Buying pineapples in November is a luxury that many of us take for granted.
But middle-class Brits may need to start settling for homegrown apples and pears, a study has warned, as our supply of exotic fruit and vegetables dries up due to climate change.
A study from the London School of Hygiene and Tropical Medicine published in the journal Nature Food warned that the proportion of the UK’s fruit and vegetable supply that is grown domestically has fallen from 42 per cent in 1987 to 22 per cent in 2013.
Almost a third of fruit and vegetable imports come from “climate vulnerable” countries, places where growth and supply chains are likely to be severely disrupted by climate change, up from one in five in 1987.
Lead author Dr Pauline Scheelbeek said that people now expected exotic foods all year round, even if they were not in season.
“The whole idea of seasonality, that you make certain dishes in winter and not in summer or vice versa doesn’t really exist anymore,” she said.
Over-50s and higher-earners were more likely to buy exotic foreign fruits and vegetables, most likely because of their higher cost, Dr Scheelbeek said, adding that supermarket produce should be labelled with a sustainability score to give buyers more information about its origins.

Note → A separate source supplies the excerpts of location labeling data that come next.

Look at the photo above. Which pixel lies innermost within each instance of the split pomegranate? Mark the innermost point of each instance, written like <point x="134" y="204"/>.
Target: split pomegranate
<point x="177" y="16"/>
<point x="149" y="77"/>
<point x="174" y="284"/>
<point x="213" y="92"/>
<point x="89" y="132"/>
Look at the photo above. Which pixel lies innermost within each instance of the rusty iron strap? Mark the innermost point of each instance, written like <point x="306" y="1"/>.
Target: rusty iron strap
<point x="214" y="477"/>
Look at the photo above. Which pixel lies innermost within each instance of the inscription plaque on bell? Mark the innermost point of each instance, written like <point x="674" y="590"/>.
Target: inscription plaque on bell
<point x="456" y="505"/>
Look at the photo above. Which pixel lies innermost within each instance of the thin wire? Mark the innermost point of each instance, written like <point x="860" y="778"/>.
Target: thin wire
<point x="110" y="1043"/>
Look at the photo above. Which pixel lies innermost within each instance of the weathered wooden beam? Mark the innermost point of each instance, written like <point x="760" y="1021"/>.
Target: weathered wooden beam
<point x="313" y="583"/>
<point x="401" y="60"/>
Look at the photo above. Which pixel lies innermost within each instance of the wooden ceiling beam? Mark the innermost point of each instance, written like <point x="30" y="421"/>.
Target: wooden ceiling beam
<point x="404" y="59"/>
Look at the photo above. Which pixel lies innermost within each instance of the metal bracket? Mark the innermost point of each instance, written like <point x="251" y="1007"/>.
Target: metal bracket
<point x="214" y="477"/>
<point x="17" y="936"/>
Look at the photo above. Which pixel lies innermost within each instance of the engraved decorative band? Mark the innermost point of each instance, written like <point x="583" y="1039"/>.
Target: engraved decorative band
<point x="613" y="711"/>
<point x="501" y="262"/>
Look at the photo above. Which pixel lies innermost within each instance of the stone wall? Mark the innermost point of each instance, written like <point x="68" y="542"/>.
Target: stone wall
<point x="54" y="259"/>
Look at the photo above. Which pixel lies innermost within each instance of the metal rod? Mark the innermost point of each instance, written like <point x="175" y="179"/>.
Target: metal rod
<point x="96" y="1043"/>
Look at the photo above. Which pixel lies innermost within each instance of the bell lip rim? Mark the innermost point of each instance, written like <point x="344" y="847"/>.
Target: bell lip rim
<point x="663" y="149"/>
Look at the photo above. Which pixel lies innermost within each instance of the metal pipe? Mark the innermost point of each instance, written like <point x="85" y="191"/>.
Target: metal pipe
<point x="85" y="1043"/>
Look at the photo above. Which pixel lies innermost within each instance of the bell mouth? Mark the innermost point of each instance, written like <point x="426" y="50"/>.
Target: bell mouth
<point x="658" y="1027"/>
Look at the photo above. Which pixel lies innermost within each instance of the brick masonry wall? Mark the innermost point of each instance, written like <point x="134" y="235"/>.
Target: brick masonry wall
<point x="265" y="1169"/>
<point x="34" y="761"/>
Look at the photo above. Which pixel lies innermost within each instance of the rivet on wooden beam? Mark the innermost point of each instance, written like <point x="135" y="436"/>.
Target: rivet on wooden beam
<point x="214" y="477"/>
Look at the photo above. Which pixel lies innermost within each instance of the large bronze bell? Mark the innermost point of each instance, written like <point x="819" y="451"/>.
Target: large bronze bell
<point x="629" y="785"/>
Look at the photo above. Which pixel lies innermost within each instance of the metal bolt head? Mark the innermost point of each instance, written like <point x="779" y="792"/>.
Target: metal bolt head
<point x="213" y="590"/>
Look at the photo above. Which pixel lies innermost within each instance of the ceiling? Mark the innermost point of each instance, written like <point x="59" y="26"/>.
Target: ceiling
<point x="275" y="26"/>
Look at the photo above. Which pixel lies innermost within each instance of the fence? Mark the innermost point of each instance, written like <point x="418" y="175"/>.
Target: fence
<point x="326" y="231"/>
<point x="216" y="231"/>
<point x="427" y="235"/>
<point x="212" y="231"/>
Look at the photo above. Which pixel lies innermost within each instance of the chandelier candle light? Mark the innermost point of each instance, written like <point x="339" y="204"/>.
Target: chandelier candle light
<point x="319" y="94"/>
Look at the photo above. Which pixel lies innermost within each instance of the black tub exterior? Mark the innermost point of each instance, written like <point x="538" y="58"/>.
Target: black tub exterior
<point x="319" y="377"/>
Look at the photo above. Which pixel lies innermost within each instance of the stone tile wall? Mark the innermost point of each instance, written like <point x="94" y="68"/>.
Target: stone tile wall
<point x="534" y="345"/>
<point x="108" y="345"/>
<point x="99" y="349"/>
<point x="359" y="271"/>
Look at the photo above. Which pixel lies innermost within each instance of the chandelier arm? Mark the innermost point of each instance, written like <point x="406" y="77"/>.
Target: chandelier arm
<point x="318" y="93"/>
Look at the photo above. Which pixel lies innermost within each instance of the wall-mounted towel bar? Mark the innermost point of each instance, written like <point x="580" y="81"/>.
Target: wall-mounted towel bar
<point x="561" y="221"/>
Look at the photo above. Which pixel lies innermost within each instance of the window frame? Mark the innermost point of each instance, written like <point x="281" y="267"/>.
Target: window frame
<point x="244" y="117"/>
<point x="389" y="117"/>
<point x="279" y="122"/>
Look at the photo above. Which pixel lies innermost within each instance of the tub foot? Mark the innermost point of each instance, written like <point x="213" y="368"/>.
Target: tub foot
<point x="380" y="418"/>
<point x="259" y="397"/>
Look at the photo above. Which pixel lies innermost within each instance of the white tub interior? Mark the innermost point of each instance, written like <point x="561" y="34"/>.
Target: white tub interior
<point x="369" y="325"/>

The researchers pinpointed the South American countries of Colombia and Ecuador as well as India and Egypt as sources of British food supply which were particularly vulnerable to climate change. Berries and citrus fruits were particularly likely to come from the most vulnerable areas.
Farmers in Colombia, a major exporter of bananas to Europe, have been hit hard by drought in recent years, while in Egypt, which sends grapes, sweet potatoes and onions to the UK, concerns have been raised about water security.
In the future, supply chains could also be disrupted by rising fossil fuel prices and geopolitical events such as Brexit, where a no-deal scenario could push importers to look further afield for cheaper non-EU suppliers.
A curtailed supply could also have knock-on effects for public health.
“It very much depends then on how people will respond to that. Will they find other fruits and vegetables or will they be replaced by something else?
“We know for example, based on the supermarket data, that if for some reason the price of fruit and vegetables increases, that people substitute that also for fruit juices which have less nutritional value and higher sugar,” Dr Scheelbeek said.